We’ve used order statistics already when we covered auction theory but some of you might not have known what order statistics are. I hope I can enlighten those today.

Order Statistics

What are Order Statistics?

Order statistics are what the name says. They are the probability that a given value of i.i.d random variables is the nth smallest value in all our “draws”. Therefore the maximum, the minimum and the median of i.i.d random variables are all order statistics.  Or more general:

Suppose $X_{ 1 }, X_{ 2 }, ... X_{ n }$ are idependent, identically-distributed (i.i.d) random variables with PDF f(x) and CDF F(x). The order statistics then says:

$X_{ (1) } \le X_{ (2) } \le ... \le X_{ (n) }$

where sub (n) means it is the order statistic.

An important note here is that the random variables are independent of each another but their order statistics aren’t, as the 1st order statistic will always be less or equal to the 2nd order statistic. The value of the 2nd order statistic gives us therefore some limitation in what range the 1st order statitic can be.

CDF

We start with finding the CDF of order statistics as it is easier than finding the pdf.

We want to find the probability that at least j of $X_{ i }$‘s are $\le$ x. In mathematical terms it would look like this:

$P(X_{ j } \le x)=P(at\;least\;j\;of\;X_{ i }\;are\le x)$

If we reformulate it to exact j of $X_{ i }$ are $\le$ x, it is binomial distributed as there are just two outcomes. Either it is smaller or it is bigger than x.

We than get the following equation:

$P(X_{ j }\le x)=\sum_{ k=j }^{ n }{ (\begin{matrix} n \\ k \end{matrix})F(x)^{ k }(1-F(x))^{ n-k } }$

Example: In the auction theory post we used the nth order statistic cdf for our posted price model. We had a Uniform[0,1] distribution.

$P(X_{ n }\le x)=\sum_{ k=n }^{ n }{ (\begin{matrix} n \\ n \end{matrix})F(x)^{ n }(1-F(x))^{ n-n } }=F(x)^{ n }=x^{ n }$

The nth order statistic is by the way the maximum.

PDF

We could for sure just differentiate the CDF but the sum makes it quite difficult so we go an easier way.

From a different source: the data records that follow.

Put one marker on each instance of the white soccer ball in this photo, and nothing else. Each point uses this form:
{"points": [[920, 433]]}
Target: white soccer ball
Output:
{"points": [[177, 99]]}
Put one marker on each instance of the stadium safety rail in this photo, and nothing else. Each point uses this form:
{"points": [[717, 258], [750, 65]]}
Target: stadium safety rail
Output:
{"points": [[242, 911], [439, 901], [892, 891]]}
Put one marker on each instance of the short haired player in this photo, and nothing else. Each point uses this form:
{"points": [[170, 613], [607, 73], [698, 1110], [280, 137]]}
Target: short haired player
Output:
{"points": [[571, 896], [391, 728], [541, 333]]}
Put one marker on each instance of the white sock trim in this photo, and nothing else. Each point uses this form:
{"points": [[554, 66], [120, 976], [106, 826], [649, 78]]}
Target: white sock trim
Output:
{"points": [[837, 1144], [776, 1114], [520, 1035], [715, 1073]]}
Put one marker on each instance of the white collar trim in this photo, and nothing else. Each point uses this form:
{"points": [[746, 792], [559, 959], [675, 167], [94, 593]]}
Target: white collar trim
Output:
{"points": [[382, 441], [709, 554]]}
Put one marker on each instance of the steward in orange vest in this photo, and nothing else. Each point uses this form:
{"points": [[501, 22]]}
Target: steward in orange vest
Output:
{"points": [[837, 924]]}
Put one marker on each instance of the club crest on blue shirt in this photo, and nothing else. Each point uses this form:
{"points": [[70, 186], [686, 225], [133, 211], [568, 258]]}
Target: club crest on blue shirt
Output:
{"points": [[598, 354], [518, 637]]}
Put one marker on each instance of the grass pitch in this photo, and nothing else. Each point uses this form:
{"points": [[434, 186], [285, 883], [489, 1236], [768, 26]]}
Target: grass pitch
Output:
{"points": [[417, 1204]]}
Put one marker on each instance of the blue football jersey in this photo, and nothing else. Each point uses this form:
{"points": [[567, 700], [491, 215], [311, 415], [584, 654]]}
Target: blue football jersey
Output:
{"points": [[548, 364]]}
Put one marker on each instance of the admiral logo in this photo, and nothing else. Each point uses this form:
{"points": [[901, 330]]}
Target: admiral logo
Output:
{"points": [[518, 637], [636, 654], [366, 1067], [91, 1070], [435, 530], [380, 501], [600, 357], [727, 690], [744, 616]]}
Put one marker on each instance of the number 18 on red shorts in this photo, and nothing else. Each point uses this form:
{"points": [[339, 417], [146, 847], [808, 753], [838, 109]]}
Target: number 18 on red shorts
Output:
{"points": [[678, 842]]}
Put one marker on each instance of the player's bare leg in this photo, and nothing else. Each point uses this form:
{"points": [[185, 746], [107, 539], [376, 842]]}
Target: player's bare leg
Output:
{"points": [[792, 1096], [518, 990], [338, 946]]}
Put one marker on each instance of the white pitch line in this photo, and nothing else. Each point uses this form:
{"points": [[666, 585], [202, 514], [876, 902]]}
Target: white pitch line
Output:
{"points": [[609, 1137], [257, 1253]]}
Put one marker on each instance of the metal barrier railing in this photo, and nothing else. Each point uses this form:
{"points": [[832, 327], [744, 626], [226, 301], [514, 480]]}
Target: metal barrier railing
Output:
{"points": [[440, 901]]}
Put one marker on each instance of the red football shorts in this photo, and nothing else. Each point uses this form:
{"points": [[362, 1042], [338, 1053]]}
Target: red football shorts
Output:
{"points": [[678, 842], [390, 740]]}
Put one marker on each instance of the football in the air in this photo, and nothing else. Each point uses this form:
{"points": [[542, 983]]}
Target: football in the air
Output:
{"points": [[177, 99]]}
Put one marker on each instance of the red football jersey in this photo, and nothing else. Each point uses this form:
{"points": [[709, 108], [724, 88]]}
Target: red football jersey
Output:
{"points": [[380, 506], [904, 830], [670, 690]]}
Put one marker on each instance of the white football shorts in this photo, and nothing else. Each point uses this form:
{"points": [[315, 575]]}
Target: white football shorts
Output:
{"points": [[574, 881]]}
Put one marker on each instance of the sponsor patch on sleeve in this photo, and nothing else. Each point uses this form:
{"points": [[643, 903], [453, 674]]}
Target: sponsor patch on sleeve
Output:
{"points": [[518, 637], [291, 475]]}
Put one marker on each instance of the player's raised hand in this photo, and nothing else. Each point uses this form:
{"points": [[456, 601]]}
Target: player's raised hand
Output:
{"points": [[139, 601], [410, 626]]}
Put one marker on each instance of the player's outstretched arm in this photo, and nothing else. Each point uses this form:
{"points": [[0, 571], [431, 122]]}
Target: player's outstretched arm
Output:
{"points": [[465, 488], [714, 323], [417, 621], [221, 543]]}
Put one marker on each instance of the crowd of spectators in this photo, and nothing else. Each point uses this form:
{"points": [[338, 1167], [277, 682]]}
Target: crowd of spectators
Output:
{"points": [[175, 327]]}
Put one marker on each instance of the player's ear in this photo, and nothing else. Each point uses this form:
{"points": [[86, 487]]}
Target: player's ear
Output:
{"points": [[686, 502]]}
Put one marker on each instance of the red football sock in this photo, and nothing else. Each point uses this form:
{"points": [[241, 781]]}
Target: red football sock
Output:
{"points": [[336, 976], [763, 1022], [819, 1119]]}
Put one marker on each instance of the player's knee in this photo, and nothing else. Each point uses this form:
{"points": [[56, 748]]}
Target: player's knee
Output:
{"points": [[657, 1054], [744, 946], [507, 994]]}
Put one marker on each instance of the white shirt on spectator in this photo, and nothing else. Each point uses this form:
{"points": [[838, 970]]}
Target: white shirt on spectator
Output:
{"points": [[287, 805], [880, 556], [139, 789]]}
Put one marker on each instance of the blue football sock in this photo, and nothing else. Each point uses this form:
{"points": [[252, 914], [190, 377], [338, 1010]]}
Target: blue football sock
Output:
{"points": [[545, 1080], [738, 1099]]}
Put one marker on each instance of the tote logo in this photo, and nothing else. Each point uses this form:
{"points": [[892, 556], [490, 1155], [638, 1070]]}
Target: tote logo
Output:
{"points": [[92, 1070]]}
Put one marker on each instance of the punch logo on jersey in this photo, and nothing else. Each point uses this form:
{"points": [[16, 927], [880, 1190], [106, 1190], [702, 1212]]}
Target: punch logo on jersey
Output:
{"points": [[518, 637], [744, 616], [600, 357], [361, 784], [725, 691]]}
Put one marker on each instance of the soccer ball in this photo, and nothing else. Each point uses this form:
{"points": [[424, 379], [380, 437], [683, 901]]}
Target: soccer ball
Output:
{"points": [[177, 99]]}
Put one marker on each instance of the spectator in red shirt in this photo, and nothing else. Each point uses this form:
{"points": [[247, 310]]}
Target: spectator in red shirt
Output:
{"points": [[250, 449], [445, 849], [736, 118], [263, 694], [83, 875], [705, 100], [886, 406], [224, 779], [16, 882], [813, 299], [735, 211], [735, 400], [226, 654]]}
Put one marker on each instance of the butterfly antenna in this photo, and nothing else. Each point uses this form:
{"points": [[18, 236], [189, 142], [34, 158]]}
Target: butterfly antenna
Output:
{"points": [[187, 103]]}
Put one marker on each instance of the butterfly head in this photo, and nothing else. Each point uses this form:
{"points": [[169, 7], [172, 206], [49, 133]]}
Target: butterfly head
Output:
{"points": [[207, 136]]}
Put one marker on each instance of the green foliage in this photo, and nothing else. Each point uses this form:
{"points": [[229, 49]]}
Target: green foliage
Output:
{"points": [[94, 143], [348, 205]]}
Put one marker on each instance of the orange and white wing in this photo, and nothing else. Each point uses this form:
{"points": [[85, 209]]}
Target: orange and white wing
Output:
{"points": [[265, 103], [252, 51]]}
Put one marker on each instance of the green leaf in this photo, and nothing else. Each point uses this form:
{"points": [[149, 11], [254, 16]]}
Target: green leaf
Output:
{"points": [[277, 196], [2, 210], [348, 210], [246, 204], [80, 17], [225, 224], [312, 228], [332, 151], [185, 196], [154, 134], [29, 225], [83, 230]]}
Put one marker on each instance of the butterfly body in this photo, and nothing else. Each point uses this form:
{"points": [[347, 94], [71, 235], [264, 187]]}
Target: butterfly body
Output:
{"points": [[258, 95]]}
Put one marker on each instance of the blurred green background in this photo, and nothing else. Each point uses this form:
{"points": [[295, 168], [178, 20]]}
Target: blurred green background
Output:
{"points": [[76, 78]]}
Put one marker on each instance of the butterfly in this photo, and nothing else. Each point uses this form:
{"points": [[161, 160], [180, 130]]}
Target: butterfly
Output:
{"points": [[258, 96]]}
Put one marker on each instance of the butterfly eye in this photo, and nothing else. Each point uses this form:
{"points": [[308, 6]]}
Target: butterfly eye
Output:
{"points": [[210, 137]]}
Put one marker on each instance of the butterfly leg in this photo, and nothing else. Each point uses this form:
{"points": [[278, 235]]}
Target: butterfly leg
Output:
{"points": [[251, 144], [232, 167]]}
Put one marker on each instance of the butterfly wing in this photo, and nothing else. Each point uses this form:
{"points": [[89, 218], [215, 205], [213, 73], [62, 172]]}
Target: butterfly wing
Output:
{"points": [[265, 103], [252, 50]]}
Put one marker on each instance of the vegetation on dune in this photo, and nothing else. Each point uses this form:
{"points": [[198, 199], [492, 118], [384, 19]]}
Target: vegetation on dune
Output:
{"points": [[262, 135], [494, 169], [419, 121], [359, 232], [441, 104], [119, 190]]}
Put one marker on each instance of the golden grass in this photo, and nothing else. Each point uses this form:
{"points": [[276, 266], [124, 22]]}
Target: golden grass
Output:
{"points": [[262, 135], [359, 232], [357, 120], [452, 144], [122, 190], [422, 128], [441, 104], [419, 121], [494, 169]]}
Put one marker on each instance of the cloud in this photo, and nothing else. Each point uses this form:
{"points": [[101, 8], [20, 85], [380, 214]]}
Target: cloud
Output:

The trick here is to remember that the probability is given by f(x)dx where dx is a tiny interval around x. If we have n i.i.d random variables, we have n possibilities for the jth order statistic each with probability f(x)dx, because every value could be the jth order statistic. We therefore have:

$f_{ X_{ (j) }}(x)dx=nf(x)dx...$

The ramaining n-1 can then be either bigger or smaller than x. We therefore have again a binomial distribution. We know that j-1 have to be smaller because otherwise the jth order statistic wouldn’t be the jth order statistic (it just is how it is). n-j can therefore be bigger than x. Plugging all of this in the equation:

$f_{ X_{ (j) }}(x)dx=nf(x)dx(\begin{matrix} n-1 \\ j-1 \end{matrix})F(x)^{ j-1 }(1-F(x))^{ n-j }$

and therefore:

$f_{ X_{ (j) }}(x)=nf(x)(\begin{matrix} n-1 \\ j-1 \end{matrix})F(x)^{ j-1 }(1-F(x))^{ n-j }$

Example: In the auction theory post we used the n-1st order statistic for the expected profit of auctions. The random variables were i.i.d Uniform[0,1] distributed.

$f_{ X_{ (n-1) }}(x)=nf(x)(\begin{matrix} n-1 \\ (n-1)-1 \end{matrix})F(x)^{ (n-1)-1 }(1-F(x))^{ n-(n-1) }=nf(x)(n-1)F(x)^{ n-2 }(1-F(x))$

As f(x)=1 and F(x)=x for Uniform[0,1] we get:

$f_{ X_{ (n-1) }}(x)=n(n-1)x^{ n-2 }(1-x)$

What is exactly the same as in the auction theory post.